James Brooks | Juneau Empire Sen. Mia Costello, R-Anchorage, and Rep. Adam Wool, D-Fairbanks, smile as Gov. Bill Walker signs House Bill 132, which allows ride-sharing companies to operate in Alaska, on Thursday in the Capitol.

James Brooks | Juneau Empire Sen. Mia Costello, R-Anchorage, and Rep. Adam Wool, D-Fairbanks, smile as Gov. Bill Walker signs House Bill 132, which allows ride-sharing companies to operate in Alaska, on Thursday in the Capitol.

Lyft and Uber are now available in Alaska

Lyft and Uber have left the starting line.

In a brief ceremony Thursday afternoon, Gov. Bill Walker signed legislation allowing ride-sharing “transportation network companies” to begin work in the state. Those companies wasted no time; by Thursday afternoon, Lyft and Uber had each begun showing cars and fares in Anchorage, Fairbanks and Juneau.

Sponsored by Rep. Adam Wool, D-Fairbanks, and inspired by Sen. Mia Costello, R-Anchorage, House Bill 132 is the vehicle for Uber and Lyft to enter Alaska.

The 49th state is the 50th state to allow these companies to connect riders and freelance drivers through smartphone applications. HB 132 surmounted opposition from taxicab drivers, union organizers and municipal leaders who said the measure provides convenience at the cost of safety.

Those arguments failed to carry much weight with ordinary Alaskans, who remained overwhelmingly in support of HB 132 (and its predecessors) during the several years it took to become law.

“I think it’s something all Alaskans want, and we worked very hard on it,” Wool said as Walker formally signed the bill in the Cabinet Room of the Capitol.

“I think Alaskans want bipartisanship in our legislation, and that’s what this is,” Costello said, alluding to the fact that when her version of the Uber bill stalled in the House, Wool rescued the idea with a complementary plan.

“You signing it today is a real great step for Alaskans,” she told Walker.

“I’m very happy to sign it here today,” the governor said, adding that “some of the concerns of local government” will be addressed.

The nation’s two leading ride-sharing companies, Lyft and Uber are wasting no time activating their service in Alaska. A Lyft spokesman had stated by email that his company would have cars on the road as soon as the governor signed the bill, and that held true.

Uber said by email that it will launch its Anchorage service at 3 p.m. Friday, with Juneau service starting Monday and Fairbanks (plus the rest of the state) starting on Wednesday. Uber will host a launch party 6-8 p.m. Monday at Hangar on the Wharf. Similar events are planned for Anchorage and Fairbanks.

According to information provided by the Lyft app, several Lyft cars were operating in Anchorage and Fairbanks at 3 p.m. Thursday afternoon. None were shown in Juneau.

Even when cars start driving in Juneau, there will be limits.

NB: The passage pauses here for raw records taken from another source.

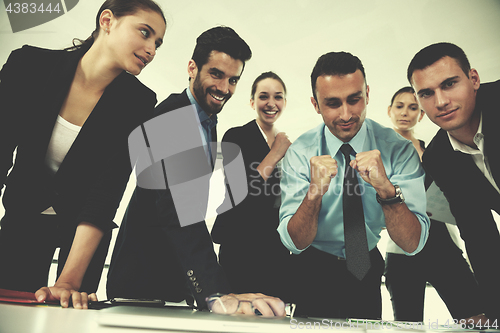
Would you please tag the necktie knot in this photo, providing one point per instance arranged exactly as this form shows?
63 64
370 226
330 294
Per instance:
346 149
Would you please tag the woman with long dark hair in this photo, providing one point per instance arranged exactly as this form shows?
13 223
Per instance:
69 113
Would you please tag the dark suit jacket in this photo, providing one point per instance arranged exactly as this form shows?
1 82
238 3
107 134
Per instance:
472 197
256 217
90 181
154 257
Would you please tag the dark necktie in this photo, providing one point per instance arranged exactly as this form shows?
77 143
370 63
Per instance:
356 245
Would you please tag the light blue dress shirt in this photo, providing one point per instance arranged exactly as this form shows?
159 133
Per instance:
402 166
206 125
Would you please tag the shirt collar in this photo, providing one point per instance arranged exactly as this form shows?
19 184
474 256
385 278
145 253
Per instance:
478 140
202 115
356 142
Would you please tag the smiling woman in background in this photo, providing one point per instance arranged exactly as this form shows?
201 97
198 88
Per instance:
251 251
69 113
440 262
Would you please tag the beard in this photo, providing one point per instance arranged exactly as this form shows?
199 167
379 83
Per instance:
202 97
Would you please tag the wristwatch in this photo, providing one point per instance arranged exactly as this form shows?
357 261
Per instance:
399 198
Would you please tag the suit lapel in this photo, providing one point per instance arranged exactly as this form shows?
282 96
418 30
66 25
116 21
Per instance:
51 97
491 116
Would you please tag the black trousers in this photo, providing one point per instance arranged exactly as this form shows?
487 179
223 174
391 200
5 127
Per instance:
324 287
27 246
441 264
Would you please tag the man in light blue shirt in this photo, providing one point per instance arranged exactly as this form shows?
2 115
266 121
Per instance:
312 215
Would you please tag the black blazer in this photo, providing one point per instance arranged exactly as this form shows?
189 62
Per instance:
471 196
257 216
154 257
91 179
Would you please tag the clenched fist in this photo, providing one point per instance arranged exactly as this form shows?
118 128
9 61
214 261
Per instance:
323 169
370 167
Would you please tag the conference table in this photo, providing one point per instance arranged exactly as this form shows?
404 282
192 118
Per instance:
18 318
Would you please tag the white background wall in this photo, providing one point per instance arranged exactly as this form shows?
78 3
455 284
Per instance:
287 36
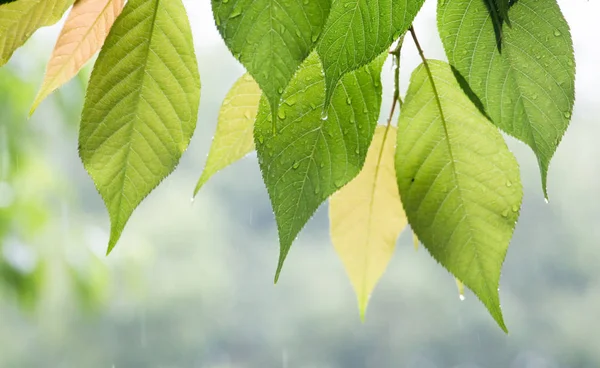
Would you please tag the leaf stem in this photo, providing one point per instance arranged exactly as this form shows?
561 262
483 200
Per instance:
396 60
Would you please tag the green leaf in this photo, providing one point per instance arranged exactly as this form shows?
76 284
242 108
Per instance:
19 19
528 90
459 183
141 105
358 31
366 217
271 39
311 156
233 139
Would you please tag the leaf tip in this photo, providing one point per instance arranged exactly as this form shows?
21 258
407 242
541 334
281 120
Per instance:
363 302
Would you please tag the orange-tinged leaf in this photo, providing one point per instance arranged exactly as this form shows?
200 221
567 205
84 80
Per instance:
83 34
366 217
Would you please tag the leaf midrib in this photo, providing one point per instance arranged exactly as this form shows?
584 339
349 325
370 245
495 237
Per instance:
454 172
137 105
370 214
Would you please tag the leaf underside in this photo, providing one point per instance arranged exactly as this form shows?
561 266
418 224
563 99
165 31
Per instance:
81 37
529 89
234 138
141 105
366 217
311 156
459 183
20 19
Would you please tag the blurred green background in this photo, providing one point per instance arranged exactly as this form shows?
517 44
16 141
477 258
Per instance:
190 285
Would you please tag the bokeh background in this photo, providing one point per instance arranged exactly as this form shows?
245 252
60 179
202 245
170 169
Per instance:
191 285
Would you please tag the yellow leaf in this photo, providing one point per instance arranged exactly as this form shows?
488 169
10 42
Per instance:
366 217
82 36
20 19
234 137
416 241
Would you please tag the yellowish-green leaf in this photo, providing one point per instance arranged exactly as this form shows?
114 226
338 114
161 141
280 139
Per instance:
141 105
234 138
19 19
416 241
82 36
366 217
459 183
461 289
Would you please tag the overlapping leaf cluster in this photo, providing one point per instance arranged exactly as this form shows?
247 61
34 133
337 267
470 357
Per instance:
310 106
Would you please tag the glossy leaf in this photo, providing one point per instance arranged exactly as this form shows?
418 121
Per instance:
271 39
81 37
459 183
529 89
19 19
141 105
311 156
234 137
366 217
358 31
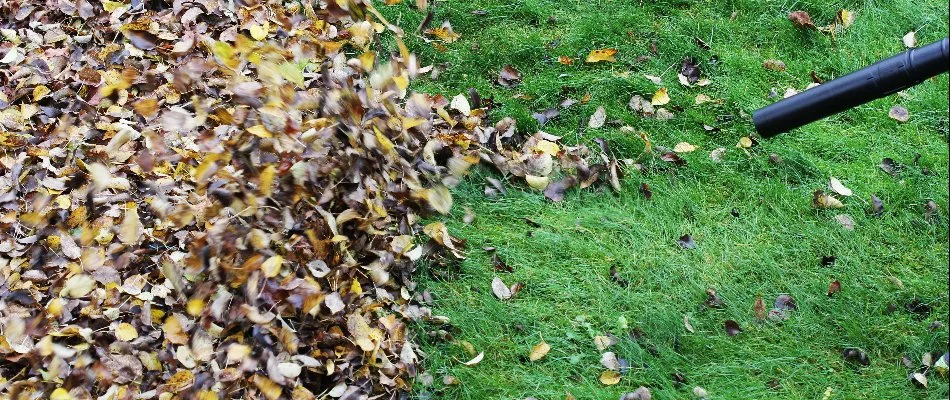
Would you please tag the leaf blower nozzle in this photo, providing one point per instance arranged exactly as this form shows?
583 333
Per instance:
878 80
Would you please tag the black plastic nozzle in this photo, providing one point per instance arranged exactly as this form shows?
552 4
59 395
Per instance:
878 80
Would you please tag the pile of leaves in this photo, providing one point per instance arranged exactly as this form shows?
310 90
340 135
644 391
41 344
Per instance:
212 199
223 199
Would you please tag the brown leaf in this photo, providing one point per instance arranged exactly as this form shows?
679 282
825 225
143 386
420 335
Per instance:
759 308
801 19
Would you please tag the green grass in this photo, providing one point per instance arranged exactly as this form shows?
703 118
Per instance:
774 246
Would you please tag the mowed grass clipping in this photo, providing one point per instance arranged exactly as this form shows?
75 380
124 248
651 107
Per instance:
752 220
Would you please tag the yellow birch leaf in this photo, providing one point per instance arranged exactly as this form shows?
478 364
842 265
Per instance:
271 267
260 131
131 228
126 332
661 97
538 352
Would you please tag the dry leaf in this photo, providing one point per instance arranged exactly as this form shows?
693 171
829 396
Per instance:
684 147
801 19
475 360
126 332
660 98
539 351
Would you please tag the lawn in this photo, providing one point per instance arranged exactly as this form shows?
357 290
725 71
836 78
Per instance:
752 220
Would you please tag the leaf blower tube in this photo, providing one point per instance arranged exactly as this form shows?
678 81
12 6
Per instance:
881 79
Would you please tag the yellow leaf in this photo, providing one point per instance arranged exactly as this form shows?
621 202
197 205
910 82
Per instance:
270 389
182 380
547 147
126 332
131 228
609 377
259 32
439 198
265 181
537 182
260 131
271 267
39 92
225 53
602 55
475 360
661 97
195 306
385 144
291 72
538 352
60 394
367 60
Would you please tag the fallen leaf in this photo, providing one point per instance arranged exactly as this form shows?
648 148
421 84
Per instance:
597 119
475 360
839 187
910 39
610 378
684 147
599 55
126 332
801 19
834 288
732 327
539 351
661 97
899 113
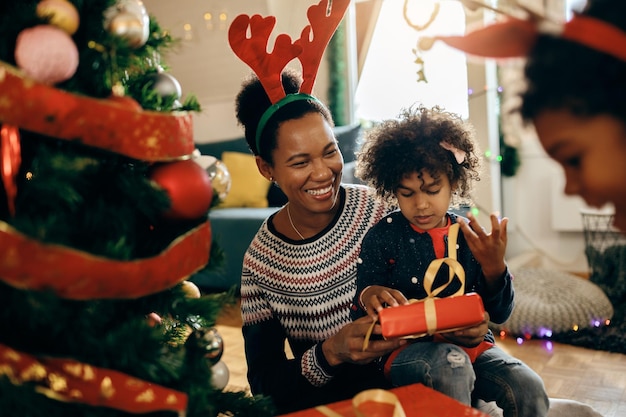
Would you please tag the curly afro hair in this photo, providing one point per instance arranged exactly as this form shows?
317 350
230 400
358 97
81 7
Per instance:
399 147
252 101
562 74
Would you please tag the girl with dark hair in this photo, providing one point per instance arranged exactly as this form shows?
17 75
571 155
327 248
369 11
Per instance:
576 84
424 163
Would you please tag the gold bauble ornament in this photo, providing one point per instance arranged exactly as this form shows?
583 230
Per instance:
60 13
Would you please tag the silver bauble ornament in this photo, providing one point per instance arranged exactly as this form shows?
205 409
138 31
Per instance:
214 347
165 85
218 173
220 375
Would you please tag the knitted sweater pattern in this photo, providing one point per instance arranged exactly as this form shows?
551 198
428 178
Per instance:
308 285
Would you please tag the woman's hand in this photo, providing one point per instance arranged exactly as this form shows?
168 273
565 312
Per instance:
375 296
487 248
469 336
346 346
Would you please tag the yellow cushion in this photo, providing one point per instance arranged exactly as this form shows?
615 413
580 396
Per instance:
248 187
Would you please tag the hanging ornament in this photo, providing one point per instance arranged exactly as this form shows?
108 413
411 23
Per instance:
129 20
154 319
46 54
165 85
190 289
417 51
218 174
10 163
209 342
188 187
60 13
214 345
220 375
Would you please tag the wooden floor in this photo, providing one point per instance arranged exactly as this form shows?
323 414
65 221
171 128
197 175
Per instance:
593 377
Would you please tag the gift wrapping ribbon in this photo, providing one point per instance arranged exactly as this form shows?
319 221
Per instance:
371 395
455 269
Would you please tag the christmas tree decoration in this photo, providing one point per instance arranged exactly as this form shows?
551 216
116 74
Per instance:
46 53
188 187
214 345
129 20
220 375
190 289
103 220
218 174
165 85
60 13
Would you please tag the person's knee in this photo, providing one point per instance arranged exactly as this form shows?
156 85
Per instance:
435 365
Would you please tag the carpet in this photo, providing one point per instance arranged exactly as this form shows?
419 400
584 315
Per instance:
609 273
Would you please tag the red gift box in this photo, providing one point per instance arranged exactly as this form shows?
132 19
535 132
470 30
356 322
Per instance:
432 315
411 401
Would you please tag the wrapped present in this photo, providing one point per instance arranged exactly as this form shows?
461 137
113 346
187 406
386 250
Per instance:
407 401
432 315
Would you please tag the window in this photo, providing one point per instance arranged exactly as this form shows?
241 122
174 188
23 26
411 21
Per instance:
388 80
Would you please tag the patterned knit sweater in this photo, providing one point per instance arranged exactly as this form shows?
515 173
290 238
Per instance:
301 291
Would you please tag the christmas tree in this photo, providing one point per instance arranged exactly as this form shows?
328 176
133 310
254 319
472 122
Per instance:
103 217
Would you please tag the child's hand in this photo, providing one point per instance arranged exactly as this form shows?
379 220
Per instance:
469 336
374 296
487 248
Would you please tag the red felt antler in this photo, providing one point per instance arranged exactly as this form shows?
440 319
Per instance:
309 49
253 51
506 39
324 19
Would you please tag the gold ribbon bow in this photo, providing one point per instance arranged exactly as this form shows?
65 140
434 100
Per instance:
371 395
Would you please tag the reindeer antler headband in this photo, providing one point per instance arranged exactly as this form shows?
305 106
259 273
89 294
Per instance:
268 66
515 37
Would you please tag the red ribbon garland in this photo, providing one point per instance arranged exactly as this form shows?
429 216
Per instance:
10 163
71 381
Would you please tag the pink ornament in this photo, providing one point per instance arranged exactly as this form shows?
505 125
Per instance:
46 54
188 186
61 13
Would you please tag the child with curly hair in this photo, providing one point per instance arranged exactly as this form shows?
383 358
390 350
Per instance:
575 84
425 162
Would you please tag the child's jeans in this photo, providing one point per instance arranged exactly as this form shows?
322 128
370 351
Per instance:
494 376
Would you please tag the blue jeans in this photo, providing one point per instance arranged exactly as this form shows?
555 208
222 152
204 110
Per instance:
494 376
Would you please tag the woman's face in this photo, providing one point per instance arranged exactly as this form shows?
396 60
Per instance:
592 152
307 163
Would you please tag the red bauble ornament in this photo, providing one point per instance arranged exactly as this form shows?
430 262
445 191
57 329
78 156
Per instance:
188 186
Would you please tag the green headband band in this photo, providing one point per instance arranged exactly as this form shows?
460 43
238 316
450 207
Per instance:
273 109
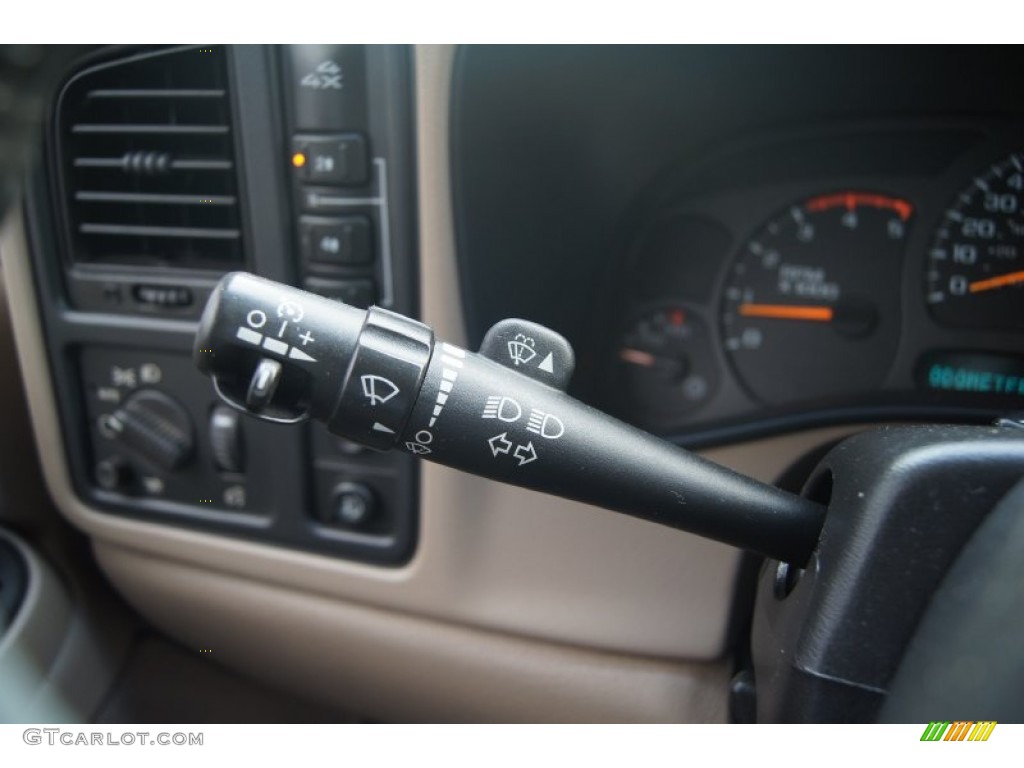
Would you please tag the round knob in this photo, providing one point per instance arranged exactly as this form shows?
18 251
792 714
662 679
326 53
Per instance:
114 473
354 504
155 427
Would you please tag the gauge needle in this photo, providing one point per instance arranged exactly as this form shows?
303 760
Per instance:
787 311
1004 280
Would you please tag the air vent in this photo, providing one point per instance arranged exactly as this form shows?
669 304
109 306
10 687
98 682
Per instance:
147 159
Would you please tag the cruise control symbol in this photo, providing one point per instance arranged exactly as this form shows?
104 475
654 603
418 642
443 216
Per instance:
525 454
378 389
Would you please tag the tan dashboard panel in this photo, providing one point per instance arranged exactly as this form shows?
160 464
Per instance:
406 669
491 558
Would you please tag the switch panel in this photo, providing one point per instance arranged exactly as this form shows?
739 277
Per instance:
146 436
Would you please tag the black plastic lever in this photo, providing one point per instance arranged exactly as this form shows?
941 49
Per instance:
382 380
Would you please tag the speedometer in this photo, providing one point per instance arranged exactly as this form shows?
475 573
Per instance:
811 307
975 275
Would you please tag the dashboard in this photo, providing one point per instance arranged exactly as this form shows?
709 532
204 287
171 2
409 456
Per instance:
754 252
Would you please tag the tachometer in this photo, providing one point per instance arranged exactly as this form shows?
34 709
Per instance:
975 275
811 306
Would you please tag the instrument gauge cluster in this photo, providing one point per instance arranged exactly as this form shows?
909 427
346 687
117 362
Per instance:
892 294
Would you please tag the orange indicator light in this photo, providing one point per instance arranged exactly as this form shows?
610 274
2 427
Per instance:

A map on Lyft’s website shows the Mendenhall Glacier Visitor Center out of bounds. Also beyond Lyft’s range are the University of Alaska Southeast, Auke Bay (including the ferry terminal), much of North Douglas, and Thane Road past the Rock Dump district.

Both companies are recruiting drivers for their Alaska service, and Lyft is offering a discount for riders who use the code “LYFTLOVE17” in their smartphone application.